Philip Pan’s Out of Mao’s Shadow begins in the same vein. Another little bit of reminiscence about China several years ago. Yes, everybody has one of those, even the readers.
Once the book starts in earnest, though, a new pattern emerges. Pan – once the Washington Post’s man in Beijing – delivers a series of well-researched biographical accounts of people who have experienced the reality of China’s emergence. He doesn’t cover a lot of new ground, but there is skill in his approach: The power comes in the detail and how the stories interlink.

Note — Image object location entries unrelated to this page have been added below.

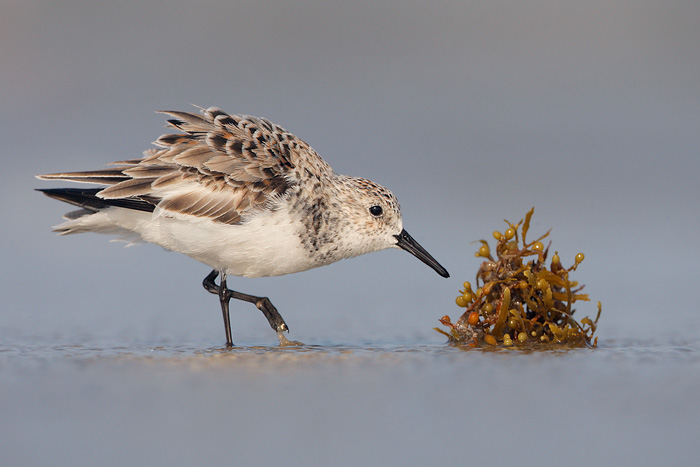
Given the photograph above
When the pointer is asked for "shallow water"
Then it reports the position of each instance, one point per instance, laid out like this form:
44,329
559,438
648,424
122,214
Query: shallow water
626,402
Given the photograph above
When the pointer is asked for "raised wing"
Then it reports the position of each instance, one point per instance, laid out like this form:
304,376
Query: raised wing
222,167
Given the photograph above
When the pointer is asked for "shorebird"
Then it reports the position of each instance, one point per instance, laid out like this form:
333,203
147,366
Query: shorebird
242,195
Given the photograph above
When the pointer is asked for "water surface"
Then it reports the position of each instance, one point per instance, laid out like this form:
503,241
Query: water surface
626,402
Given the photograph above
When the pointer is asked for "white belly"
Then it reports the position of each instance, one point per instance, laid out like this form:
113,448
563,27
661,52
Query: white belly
266,245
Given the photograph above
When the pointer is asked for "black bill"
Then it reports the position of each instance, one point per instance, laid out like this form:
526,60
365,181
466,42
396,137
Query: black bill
406,242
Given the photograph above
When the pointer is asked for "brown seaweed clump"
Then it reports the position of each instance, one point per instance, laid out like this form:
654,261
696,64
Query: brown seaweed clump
520,302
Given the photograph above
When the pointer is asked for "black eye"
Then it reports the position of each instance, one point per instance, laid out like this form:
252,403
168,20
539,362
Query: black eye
376,211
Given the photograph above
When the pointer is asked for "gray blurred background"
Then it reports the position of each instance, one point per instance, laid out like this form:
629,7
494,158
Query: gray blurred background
470,112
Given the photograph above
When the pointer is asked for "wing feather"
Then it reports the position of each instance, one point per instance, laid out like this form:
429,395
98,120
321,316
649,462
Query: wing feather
221,167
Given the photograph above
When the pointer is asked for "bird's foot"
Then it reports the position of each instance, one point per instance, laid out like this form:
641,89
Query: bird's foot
284,342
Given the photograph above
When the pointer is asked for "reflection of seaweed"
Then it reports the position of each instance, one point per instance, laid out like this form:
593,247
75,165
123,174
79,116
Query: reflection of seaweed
521,303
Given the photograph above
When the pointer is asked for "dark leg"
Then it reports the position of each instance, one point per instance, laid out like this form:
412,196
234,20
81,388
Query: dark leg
225,295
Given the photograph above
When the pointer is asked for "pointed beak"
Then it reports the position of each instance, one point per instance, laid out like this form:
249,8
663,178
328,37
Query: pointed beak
406,242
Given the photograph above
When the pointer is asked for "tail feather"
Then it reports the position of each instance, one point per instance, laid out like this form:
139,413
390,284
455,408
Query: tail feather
88,200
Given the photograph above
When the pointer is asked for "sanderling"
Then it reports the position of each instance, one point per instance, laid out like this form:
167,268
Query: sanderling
242,195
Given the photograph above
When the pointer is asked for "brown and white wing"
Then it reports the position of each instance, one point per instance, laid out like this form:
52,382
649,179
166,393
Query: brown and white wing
222,167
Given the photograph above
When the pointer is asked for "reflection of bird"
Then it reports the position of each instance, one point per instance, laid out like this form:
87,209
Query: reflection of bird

While government policy does not escape plenty of implied criticism, Pan looks more at how his real life characters have responded to this policy. There are many stories about atrocities committed during the Cultural Revolution and also no shortage of coverage of incidents since then – people plying the system to their best interest while the government continues to focus on its economic goals.
At the same time, though, Pan gives plenty of positive examples – people talk of improvements that have been made to the system and tell anecdotes of officials who stepped in to help those in need. There is something of a black and white approach that rarely works well in China. But Pan deals with it like the veteran reporter he is – mostly telling stories and including as many facts as possible.
Out of Mao’s Shadow is worth the bout of internal struggle it is likely to cause. Where is the line drawn between being a guest, an investor, an observer and accomplice? Is domestic unrest too high a price to pay or are individual freedoms and rights more important than collective gains?
For those of us who make a living of some kind out of the China story, it may be convenient to pretend Pan did not write this book or to ignore what he has to say.